STAT 118: Notes E

Making plots with ggplot2: barplots and scatterplots

Author
Affiliation

Emily Malcolm-White

Middlebury College

ggplot2 is a package built within the tidyverse package for creating awesome graphs!

Artwork by @allisonhorst
library(tidyverse)
#Import the can_lang dataset 
can_lang <- read.csv("https://raw.githubusercontent.com/ttimbers/canlang/master/inst/extdata/can_lang.csv")

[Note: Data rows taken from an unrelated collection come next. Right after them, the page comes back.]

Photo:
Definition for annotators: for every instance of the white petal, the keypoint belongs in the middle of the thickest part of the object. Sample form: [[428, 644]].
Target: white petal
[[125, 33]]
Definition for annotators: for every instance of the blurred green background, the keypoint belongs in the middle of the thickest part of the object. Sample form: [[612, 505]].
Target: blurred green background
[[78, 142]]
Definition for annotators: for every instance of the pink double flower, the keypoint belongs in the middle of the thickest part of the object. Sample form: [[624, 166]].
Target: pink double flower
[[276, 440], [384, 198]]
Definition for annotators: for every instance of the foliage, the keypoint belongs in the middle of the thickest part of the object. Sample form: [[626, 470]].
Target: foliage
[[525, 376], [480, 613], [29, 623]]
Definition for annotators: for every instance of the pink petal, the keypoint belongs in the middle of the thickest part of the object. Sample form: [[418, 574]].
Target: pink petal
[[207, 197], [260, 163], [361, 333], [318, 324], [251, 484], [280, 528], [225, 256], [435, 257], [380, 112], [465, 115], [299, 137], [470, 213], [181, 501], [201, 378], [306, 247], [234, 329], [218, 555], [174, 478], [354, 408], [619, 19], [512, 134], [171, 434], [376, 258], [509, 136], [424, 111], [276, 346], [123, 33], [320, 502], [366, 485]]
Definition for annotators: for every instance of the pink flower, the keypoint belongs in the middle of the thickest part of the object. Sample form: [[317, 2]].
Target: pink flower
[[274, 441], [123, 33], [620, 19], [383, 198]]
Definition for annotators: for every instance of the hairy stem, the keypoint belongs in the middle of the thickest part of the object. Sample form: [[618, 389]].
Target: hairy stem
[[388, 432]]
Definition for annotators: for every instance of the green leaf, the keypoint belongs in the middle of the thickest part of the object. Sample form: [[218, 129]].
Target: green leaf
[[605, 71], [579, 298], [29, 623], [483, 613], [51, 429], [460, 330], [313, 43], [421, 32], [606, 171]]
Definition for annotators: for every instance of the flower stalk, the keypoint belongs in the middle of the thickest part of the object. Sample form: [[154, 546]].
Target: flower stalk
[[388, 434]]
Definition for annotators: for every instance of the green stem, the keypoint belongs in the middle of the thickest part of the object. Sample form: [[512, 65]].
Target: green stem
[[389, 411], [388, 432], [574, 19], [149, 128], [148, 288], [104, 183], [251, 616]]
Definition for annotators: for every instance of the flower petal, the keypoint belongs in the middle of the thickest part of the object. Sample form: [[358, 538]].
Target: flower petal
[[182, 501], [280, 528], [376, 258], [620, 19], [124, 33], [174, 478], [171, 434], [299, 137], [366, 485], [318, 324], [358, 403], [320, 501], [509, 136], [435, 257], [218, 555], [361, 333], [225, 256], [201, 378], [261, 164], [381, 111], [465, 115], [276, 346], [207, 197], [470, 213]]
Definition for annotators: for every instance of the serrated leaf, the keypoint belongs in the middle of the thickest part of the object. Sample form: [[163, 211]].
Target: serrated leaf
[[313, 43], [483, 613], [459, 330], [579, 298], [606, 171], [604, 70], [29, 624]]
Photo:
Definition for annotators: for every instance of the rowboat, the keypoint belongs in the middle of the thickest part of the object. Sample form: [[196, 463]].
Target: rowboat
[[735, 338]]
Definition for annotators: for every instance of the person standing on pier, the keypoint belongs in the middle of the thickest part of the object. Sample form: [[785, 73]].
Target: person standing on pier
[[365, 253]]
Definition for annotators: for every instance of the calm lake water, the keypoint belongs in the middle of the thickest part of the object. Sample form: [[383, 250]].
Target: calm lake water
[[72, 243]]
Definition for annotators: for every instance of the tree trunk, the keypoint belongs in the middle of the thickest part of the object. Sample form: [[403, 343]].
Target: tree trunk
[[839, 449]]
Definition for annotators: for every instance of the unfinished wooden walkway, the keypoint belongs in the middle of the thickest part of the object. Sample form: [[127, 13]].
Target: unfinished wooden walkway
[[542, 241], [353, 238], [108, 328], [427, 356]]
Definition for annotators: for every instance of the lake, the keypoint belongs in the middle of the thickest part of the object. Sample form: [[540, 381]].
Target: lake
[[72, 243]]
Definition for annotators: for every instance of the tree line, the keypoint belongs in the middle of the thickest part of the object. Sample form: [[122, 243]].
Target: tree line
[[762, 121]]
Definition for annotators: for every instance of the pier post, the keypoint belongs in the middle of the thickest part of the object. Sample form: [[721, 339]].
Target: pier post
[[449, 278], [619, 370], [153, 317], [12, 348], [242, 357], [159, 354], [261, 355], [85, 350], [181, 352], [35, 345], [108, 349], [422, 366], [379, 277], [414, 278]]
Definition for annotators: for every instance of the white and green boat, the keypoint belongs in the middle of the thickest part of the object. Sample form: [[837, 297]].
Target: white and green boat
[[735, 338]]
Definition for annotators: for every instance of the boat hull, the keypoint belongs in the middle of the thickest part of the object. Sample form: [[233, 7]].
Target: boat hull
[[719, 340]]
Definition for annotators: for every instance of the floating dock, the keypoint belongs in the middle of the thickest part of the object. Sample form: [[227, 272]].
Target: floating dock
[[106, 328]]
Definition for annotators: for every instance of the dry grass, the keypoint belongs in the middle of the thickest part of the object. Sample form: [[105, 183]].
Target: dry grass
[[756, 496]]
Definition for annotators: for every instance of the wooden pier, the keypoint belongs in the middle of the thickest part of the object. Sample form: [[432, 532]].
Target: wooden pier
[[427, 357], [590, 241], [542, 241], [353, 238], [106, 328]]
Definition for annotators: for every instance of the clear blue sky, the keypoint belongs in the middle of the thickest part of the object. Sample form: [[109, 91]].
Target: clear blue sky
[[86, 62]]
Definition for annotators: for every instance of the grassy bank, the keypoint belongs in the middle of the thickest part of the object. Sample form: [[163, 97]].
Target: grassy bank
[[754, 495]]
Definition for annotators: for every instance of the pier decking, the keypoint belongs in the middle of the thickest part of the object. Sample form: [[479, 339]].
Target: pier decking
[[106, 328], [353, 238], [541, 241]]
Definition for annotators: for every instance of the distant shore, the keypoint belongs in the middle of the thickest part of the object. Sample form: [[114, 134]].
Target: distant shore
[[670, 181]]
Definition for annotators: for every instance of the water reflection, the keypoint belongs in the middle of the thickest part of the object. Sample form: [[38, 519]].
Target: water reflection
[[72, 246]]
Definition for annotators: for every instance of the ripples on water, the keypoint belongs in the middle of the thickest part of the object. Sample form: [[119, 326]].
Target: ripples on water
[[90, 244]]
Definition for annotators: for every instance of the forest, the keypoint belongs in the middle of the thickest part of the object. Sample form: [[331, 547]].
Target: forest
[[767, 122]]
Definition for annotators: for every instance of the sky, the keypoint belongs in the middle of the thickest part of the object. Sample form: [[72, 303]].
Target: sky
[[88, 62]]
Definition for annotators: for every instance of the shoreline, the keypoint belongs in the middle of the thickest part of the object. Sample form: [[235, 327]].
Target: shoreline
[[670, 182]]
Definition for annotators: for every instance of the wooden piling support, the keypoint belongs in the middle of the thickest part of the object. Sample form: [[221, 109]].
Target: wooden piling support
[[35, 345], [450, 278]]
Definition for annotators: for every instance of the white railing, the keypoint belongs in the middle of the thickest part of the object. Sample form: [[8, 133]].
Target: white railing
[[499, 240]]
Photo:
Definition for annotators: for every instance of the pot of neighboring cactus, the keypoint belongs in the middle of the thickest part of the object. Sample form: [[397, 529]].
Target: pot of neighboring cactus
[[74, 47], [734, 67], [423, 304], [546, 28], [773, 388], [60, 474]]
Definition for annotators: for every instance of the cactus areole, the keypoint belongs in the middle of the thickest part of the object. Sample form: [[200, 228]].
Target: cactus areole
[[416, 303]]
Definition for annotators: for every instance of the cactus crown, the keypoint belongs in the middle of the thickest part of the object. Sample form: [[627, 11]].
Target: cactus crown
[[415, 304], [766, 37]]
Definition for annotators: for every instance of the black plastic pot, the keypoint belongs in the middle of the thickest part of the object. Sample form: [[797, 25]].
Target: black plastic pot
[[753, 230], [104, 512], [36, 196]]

Recall our Top 10 example:

This code gave a list of 10 Aboriginal Languages which have the most number of people who speak them as their mother tongue:

ten_lang <- can_lang %>% 
  filter(category == "Aboriginal languages") %>%
  arrange(by=desc(mother_tongue)) %>%
  select(language, mother_tongue) %>%
  slice(1:10)

Barplots

Suppose we wanted to display this information in a barplot instead of in a table. Let’s take a look at the ggplot syntax:

Credit: https://github.com/UBC-DSCI/introduction-to-datascience/
ggplot(ten_lang, aes(x = language, y = mother_tongue)) +
  geom_bar(stat = "identity")

Is there any improvements we could make to this graph?

To better view text

ggplot(ten_lang, aes(x = language, y = mother_tongue)) +
  geom_bar(stat = "identity") +  
  coord_flip()

#OR

ggplot(ten_lang, aes(x = mother_tongue, y = language)) +
  geom_bar(stat = "identity") 

Labels, Colors, and Themes

ggplot(ten_lang, aes(x = mother_tongue, y = reorder(language, mother_tongue))) +
  geom_bar(fill="lightblue", stat = "identity") + 
  ylab("Language") +
  xlab("Mother Tongue (Number of Canadian Residents)") + 
  ggtitle("Ten Aboriginal Languages Most Often \n Reported by Canadian Residents \n as Their Mother Tongue") + 
  theme_minimal()

Tip

Barplots are good for displaying one categorical variable and one numeric variable. The number variable could be counts (as above) or they could be averages or totals or maximums or minimums (or many other things!)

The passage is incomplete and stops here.